Armstrong's logic is that it is worth fighting with all efforts now, even if it is painful, because it preserves the possibility of securing better rules in the future. If they compromise now, it would mean permanently giving up the ground of stablecoin earnings. In this battle that determines the company's future, compromise is equivalent to surrender.


Meanwhile, other leaders in the cryptocurrency industry have demonstrated a starkly different pragmatic philosophy. They understand the rules of the game in Washington, where legislation is an art of compromise, and perfection is the enemy of progress.


Kraken's CEO, Jesse Powell, believes that it is important to first establish a legal framework that grants the industry a legitimate social status, and then gradually improve it in practice through continuous lobbying and participation. First ensure survival, then pursue growth.


Ripple's CEO, Garlinghouse, places certainty above everything else. Years of litigation have taught him that struggling in the quagmire of legal battles is a huge drain on the company. An imperfect peace is far better than a perfect war.


Dixon from a16z, from the strategic perspective of global competition, argues that if the U.S. delays legislation due to internal disputes, it will simply cede its central position in global financial innovation to Singapore, Dubai, or Hong Kong.
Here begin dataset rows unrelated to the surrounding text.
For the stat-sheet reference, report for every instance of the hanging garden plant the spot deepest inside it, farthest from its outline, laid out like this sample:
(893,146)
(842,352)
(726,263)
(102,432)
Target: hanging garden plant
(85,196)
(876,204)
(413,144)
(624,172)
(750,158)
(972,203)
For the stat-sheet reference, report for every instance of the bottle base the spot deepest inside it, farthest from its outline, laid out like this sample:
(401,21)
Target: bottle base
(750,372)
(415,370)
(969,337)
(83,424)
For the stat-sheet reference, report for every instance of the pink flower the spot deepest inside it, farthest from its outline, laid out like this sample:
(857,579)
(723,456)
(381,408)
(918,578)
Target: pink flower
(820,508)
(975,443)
Armstrong is still fighting Washington's battles in the style of Silicon Valley, while others have already learned Washington's language.


One is the principle of "Better to be shattered as jade than to remain intact as a mere tile," representing steadfastness; the other is the pragmatic consideration of "As long as the green hills remain, there will never be a lack of firewood," representing practicality. Which is wiser? Before time provides the answer, no one can make a definitive judgment. However, one thing is certain: both choices carry heavy costs.


The Cost of Civil War


What is the true cost of this civil war ignited by Coinbase?


First, it has caused political divisions within the cryptocurrency industry.


According to a report by Politico, the decision by Senate Banking Committee Chairman Tim Scott to postpone the vote was made at a time when Coinbase had withdrawn its support and the bill had yet to secure a clear bipartisan majority among lawmakers. While Coinbase's move was not the sole reason, it was undoubtedly a key factor that pushed the entire effort into disarray.


If the bill ultimately fails as a result, other companies might blame part of the responsibility on Coinbase, believing that it prioritized its own interests and hindered the progress of the entire industry.


More seriously, this public infighting has significantly weakened the collective bargaining power of the cryptocurrency industry in Washington.


When legislators see that an industry cannot even form a unified voice internally, they become confused and frustrated. A divided industry would be helpless in the face of powerful traditional financial lobbying groups.


Second, it reveals the dilemma of regulation in the digital age.


The CLARITY Act attempts to walk a tightrope between encouraging innovation and mitigating risks, but this balance is nearly impossible to satisfy everyone. For Coinbase, the bill is too restrictive; for traditional banks, it is too lenient; and for other crypto companies, it might just be right.


The dilemma of regulation lies in its attempt to set boundaries for insatiable desires. Every implemented rule merely marks the beginning of the next round of strategic maneuvering.


But the most significant cost is that this civil war has shaken the foundation of the cryptocurrency industry.


What exactly is the cryptocurrency industry? Is it a social experiment about decentralization and individual freedom, or a business focused on asset appreciation and wealth creation? Is it a revolution against the existing financial system, or merely a complement and improvement to it?


Armstrong's determination, contrasted with the compromises made by others in the industry, together outline the current reality of the field: a contradictory entity constantly swaying between ideals and reality, between revolution and commerce.